The bill provides a variety of economic relief provisions, including $1,400 in direct payments to individuals; $400 per week in supplemental unemployment insurance benefits (up from $300 per week); an expanded child tax credit of $3,000 (and $3,600 for children under the age of six) that is fully refundable and paid on a monthly basis; an expansion of the child and dependent care tax credit; and a tripling of the earned-income tax credit. For state and local governments, the bill provides $360 billion. To help schools reopen safely, the bill provides $130 billion to K-12 schools and $40 billion to colleges and universities.

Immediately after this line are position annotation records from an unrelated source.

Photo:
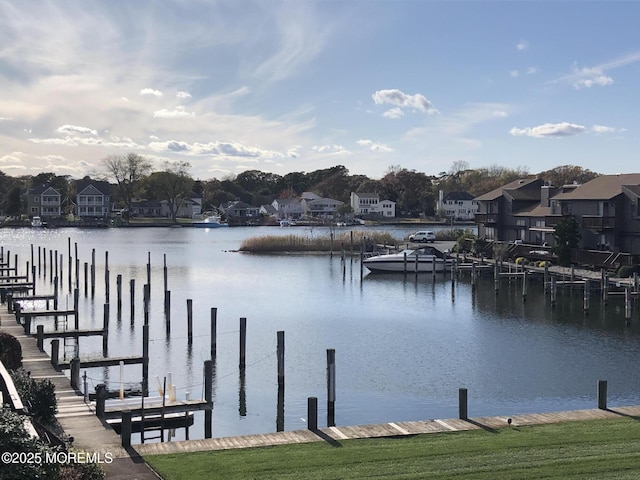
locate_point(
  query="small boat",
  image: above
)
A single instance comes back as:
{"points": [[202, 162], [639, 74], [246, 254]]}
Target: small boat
{"points": [[424, 259], [212, 221]]}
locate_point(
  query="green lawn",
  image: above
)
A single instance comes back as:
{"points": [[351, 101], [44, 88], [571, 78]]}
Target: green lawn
{"points": [[573, 450]]}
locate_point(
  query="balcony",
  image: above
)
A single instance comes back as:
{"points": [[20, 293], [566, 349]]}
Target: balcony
{"points": [[486, 218], [596, 222]]}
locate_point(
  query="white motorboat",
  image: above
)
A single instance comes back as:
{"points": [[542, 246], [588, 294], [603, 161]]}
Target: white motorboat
{"points": [[424, 259], [212, 221]]}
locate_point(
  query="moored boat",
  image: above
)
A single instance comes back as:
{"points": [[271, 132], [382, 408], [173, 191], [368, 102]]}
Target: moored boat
{"points": [[424, 259]]}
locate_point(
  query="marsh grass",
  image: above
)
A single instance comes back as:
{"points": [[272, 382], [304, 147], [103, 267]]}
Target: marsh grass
{"points": [[313, 243]]}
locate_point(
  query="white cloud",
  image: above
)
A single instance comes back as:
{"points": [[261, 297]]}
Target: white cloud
{"points": [[70, 129], [602, 129], [374, 146], [179, 112], [402, 100], [330, 149], [563, 129], [151, 91], [393, 113]]}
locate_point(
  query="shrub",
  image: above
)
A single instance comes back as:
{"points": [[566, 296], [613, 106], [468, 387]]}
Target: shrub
{"points": [[10, 351], [625, 271], [38, 395]]}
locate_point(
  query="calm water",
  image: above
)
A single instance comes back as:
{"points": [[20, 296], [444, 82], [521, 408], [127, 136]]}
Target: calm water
{"points": [[403, 348]]}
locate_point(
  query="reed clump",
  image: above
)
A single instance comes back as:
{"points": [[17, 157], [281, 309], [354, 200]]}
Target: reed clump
{"points": [[314, 243]]}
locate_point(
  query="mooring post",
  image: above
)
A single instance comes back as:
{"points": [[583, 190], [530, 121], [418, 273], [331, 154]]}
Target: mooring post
{"points": [[208, 397], [145, 360], [602, 394], [101, 397], [627, 305], [586, 296], [189, 321], [75, 373], [167, 310], [55, 353], [280, 355], [86, 278], [214, 331], [462, 404], [125, 428], [119, 293], [132, 296], [40, 337], [93, 272], [331, 387], [243, 342], [105, 329]]}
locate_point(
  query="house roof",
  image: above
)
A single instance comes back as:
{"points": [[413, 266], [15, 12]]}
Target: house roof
{"points": [[103, 187], [457, 196], [40, 189], [604, 187], [509, 187]]}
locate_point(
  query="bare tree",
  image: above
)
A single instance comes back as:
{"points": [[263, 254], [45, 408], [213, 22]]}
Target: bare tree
{"points": [[127, 171], [173, 184]]}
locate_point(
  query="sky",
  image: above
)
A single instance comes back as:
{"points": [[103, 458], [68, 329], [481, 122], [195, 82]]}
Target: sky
{"points": [[283, 86]]}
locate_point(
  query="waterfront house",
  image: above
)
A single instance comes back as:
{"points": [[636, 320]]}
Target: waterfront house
{"points": [[287, 208], [457, 205], [43, 201], [326, 208], [369, 204], [93, 198]]}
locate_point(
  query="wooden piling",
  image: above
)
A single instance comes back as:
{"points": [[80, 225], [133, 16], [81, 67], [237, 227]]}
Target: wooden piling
{"points": [[125, 428], [132, 297], [280, 355], [586, 296], [55, 353], [214, 330], [627, 305], [463, 411], [312, 413], [101, 397], [145, 359], [208, 396], [119, 293], [602, 394], [331, 387], [243, 342], [189, 321], [93, 272], [75, 373]]}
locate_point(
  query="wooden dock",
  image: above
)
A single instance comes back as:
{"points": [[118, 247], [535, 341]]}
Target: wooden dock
{"points": [[77, 418], [391, 429]]}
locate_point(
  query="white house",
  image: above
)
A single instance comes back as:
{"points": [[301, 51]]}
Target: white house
{"points": [[370, 204], [457, 205]]}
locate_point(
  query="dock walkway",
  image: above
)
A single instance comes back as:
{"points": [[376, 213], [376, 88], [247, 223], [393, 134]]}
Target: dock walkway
{"points": [[392, 429], [77, 418]]}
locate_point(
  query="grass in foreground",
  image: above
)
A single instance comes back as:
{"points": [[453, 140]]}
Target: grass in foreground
{"points": [[573, 450]]}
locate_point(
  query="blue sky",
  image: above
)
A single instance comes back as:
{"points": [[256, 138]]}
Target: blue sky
{"points": [[299, 85]]}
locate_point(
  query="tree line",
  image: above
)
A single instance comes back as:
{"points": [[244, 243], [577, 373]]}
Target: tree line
{"points": [[132, 176]]}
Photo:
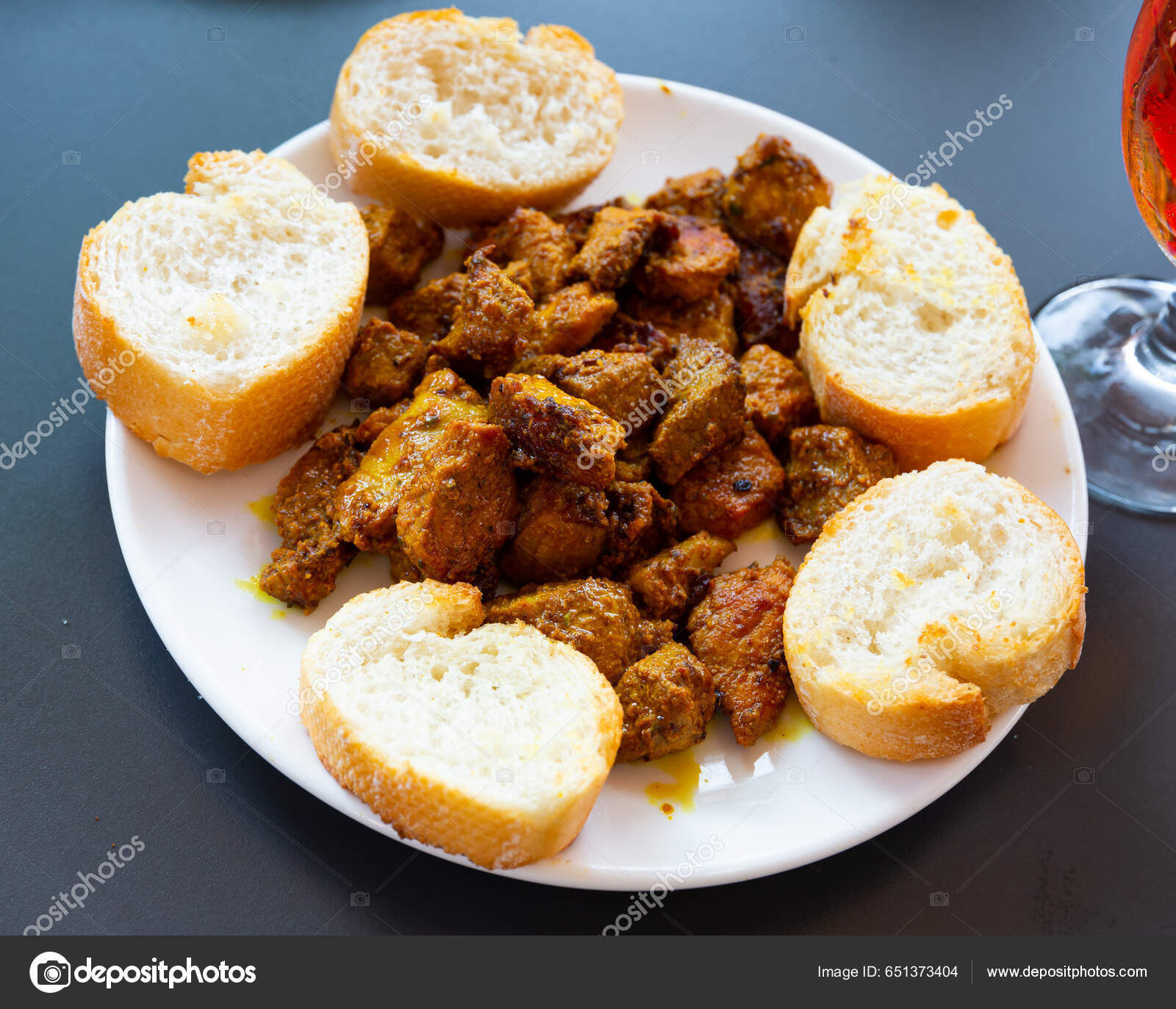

The American Rescue Plan also contains a number of healthcare-related provisions, including:

  • $14 billion for vaccine distribution;
  • $49 billion for COVID-19 testing, tracing, and genomic sequencing;
  • $25 billion to expand community health centers, tribal health programs, and public health workforce programs;
  • $8.5 billion added to the Provider Relief Fund, designated for rural hospitals;
  • Full coverage, without beneficiary cost-sharing, for COVID-19 vaccines and treatments for up to a year after the public health emergency ends (the federal medical assistance percentage (FMAP) is increased to 100% for vaccine costs during the same time period);
  • $10 billion under the Defense Production Act to purchase, manufacture, and distribute critical medical supplies and equipment;
  • A temporary 2-year increase in Medicaid funding to incentivize the 12 states that have yet to expand Medicaid coverage to do so, which would be paid for by removal of a cap, effective in 2024, on Medicaid inflation rebates for brand drugs;
  • 100% subsidization of COBRA coverage, through September, for laid-off workers;
  • Expansion of Affordable Care Act (ACA) premium tax credits to 400% of the federal poverty level (FPL), elimination of premiums for individuals at 150% of FPL, and allowance of individuals who receive unemployment compensation in 2021 to qualify for reduced cost-sharing;
  • A directive to CMS to recalculate the annual Medicaid Disproportionate Share Hospital (DSH) payments to address an unintended consequence of the temporary increase in FMAP and DSH spending during the COVID-19 public health emergency (the recalculation would ensure that total DSH payments a state may make in a fiscal year are equal to the total payments it could have made absent the FMAP pandemic increase); and
  • $5 million for the HHS OIG to oversee the disbursement and use of COVID-19 funds.

The Senate-passed American Rescue Plan Act did not include an extension of the Medicare sequester cuts beyond March 31, 2021. Stakeholders are pressing for Congress to address this issue before the current moratorium expires.